Bertrand négocie un virage en s’aidant d’une tête de gondole et s’engouffre dans le rayon des peignoirs pour femmes.

Au milieu de l’allée Julien hésite une seconde entre le bricolage et les fringues. Il a toujours été attiré par les perceuses, visseuses et autres marteaux arrache-clou mais là, allez savoir pourquoi, il s’est précipité vers le textile.

L’espace laissé par deux mannequins plastiques permit à Bertrand de se cacher le temps que l’employé furax dépasse le rayon des vêtements.

De l’autre côté, entre les robes de chambres satinées et les nuisettes Julien cherche un accès pour se camoufler derrière les habits pendus. Ouf, le vigile n’a rien vu.

 

Haletant, le cœur battant la chamade, tous deux récupéraient de leur aventure.

Quand, soudain les cintres se mirent à bouger. Un vent léger ? un courant d’air ? la clim ? non !

Au même moment, devant eux, à vue de mollets, deux jeunes femmes s’interrogeaient devant les peignoirs suspendus.

Elles exposaient leur envie de maternité et confessaient que la taille de ces sorties de bain seraient en effet idéal le moment venu.

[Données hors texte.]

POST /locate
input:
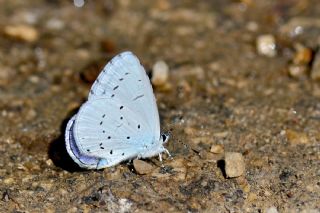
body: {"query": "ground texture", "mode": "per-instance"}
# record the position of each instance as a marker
(222, 95)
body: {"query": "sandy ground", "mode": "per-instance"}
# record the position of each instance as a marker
(230, 89)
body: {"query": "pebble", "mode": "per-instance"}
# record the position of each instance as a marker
(55, 24)
(296, 137)
(217, 149)
(160, 73)
(266, 45)
(22, 32)
(177, 173)
(142, 167)
(234, 164)
(303, 55)
(299, 25)
(315, 70)
(272, 209)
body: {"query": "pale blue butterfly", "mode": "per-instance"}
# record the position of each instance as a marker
(119, 121)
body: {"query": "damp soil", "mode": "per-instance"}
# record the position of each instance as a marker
(220, 91)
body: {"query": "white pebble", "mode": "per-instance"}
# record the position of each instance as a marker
(266, 45)
(234, 164)
(78, 3)
(272, 209)
(160, 73)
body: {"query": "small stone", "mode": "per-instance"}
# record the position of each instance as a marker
(315, 70)
(217, 149)
(303, 55)
(8, 181)
(55, 24)
(296, 137)
(234, 164)
(297, 71)
(160, 73)
(272, 209)
(174, 170)
(266, 45)
(22, 32)
(142, 167)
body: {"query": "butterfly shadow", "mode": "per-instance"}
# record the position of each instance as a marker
(57, 150)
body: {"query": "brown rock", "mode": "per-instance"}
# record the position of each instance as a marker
(22, 32)
(142, 167)
(217, 149)
(234, 164)
(296, 137)
(315, 70)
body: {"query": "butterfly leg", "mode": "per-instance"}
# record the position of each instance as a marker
(168, 153)
(160, 159)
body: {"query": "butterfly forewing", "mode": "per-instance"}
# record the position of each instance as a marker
(105, 128)
(125, 78)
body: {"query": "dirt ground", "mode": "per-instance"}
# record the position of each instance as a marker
(222, 91)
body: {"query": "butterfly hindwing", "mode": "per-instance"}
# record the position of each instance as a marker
(107, 128)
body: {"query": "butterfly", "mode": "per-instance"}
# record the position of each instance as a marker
(120, 119)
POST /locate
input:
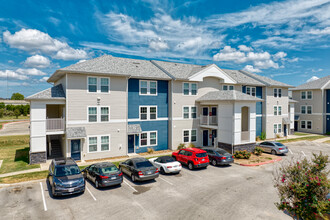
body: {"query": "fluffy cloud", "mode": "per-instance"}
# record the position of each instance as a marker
(35, 41)
(37, 61)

Le mot magique provoqua un déclic. La maternité, être parent. Mais oui, c’est ça. Le voilà le moyen de donner un sens à leur vie, voilà comment revenir en même temps dans ce monde oublié et interdit. Envisageant déjà d’acheter de nouveaux Winny clignotants, Julien et Bertrand se serraient de joie, oubliant qu’au-dessus de leur tête oscillaient des peignoirs pour femme en coton fleuri.

 

 

Petit blond à la chaussure à trois bandes, grand tennisman au regard félin…

 

Alors, sous ces hospices heureux, caché parmi une foule de chariots poussés et de tapis roulants ils prirent une de leur plus grande décision. Alors, tout commença, tout ce à quoi ils ne pouvaient s’attendre vint, sous leurs yeux et sur eux, à l’assaut de leur esprit et de leurs sens.

 

Sens dessus dessous la goutte d’eau fit déborder le vase et de fil en aiguille ils se virent pris dans les mailles d’une tricoteuse qui par effet de boule de neige les enfila dans les filets immenses d’un destin d’étoiles et de neige….de flocons d’avoine et de talc ou de purée pommes carottes et de savon crème diront les plus médisants…

 

 

Conclusion

 

Ils sont restés encore adolescents, pour le plaisir d’ailleurs de leur compagnes, ravies au fond de les entendre parfois souffler dans des draps qui les recouvrent des mots étranges pour faire rire leur enfant ou se coiffer d’un carton d’emballage percé sous lequel ils hennissent des « je suis ton père »…

A ces papas parmi nous, encore jeunes pour le plaisir de tous, félicitations et amusez-vous bien.